Cette année, vingt-et-un longs métrages prétendaient à la Palme d’or dont quatre français, repartis bredouilles. On regrette plusieurs absents au palmarès, comme L’été du Russe Kirill Serebrennikov, qui a raflé le prix Cannes Soundtrack de la meilleure musique de film, ou encore Burning du Coréen Lee Chang-dong, gagnant du prix FIPRESCI de la critique internationale pour la compétition officielle.

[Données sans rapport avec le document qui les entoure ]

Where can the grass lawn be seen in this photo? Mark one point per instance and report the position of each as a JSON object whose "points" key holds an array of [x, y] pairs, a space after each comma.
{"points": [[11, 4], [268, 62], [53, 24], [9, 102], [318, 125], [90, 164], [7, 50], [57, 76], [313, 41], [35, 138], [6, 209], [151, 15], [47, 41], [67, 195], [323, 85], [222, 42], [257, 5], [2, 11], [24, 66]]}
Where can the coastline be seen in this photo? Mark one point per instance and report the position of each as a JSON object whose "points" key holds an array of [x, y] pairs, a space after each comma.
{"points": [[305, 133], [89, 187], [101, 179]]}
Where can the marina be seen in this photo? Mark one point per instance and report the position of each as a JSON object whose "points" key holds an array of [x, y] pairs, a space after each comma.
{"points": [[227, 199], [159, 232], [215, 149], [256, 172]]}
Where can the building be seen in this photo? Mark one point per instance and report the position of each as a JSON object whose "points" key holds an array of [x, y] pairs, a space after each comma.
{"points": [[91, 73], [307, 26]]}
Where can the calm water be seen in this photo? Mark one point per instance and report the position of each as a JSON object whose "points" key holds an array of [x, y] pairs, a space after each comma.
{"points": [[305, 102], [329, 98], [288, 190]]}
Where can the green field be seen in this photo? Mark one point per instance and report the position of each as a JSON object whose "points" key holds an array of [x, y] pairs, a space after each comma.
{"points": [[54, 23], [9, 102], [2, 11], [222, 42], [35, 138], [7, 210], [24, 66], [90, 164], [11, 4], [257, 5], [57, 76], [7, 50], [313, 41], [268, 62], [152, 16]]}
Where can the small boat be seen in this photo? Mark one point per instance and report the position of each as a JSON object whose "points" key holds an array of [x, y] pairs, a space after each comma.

Parmi les grands moments de cette 71e édition, on retiendra les Quatre-vingt deux femmes en action sur les marches du Palais des Festivals pour une plus grande parité dans le septième art. Les cinquante ans de 2001 – L’odyssée de l’Espace (1968), projeté en copie neuve 70mm et présenté par Christopher Nolan, avec à ses côtés Keir Dullea et la fille de Stanley Kubrick. D’autres bons films, comme l’expérience Climax de Gaspar Noé, lauréat du Art Cinéma Award à la Quinzaine des Réalisateurs, et le délirant Le Monde est à toi de Romain Gavras. Et enfin le retour en grande pompe de Terry Gilliam avec L’Homme qui tua Don Quichotte, projeté en clôture du Festival.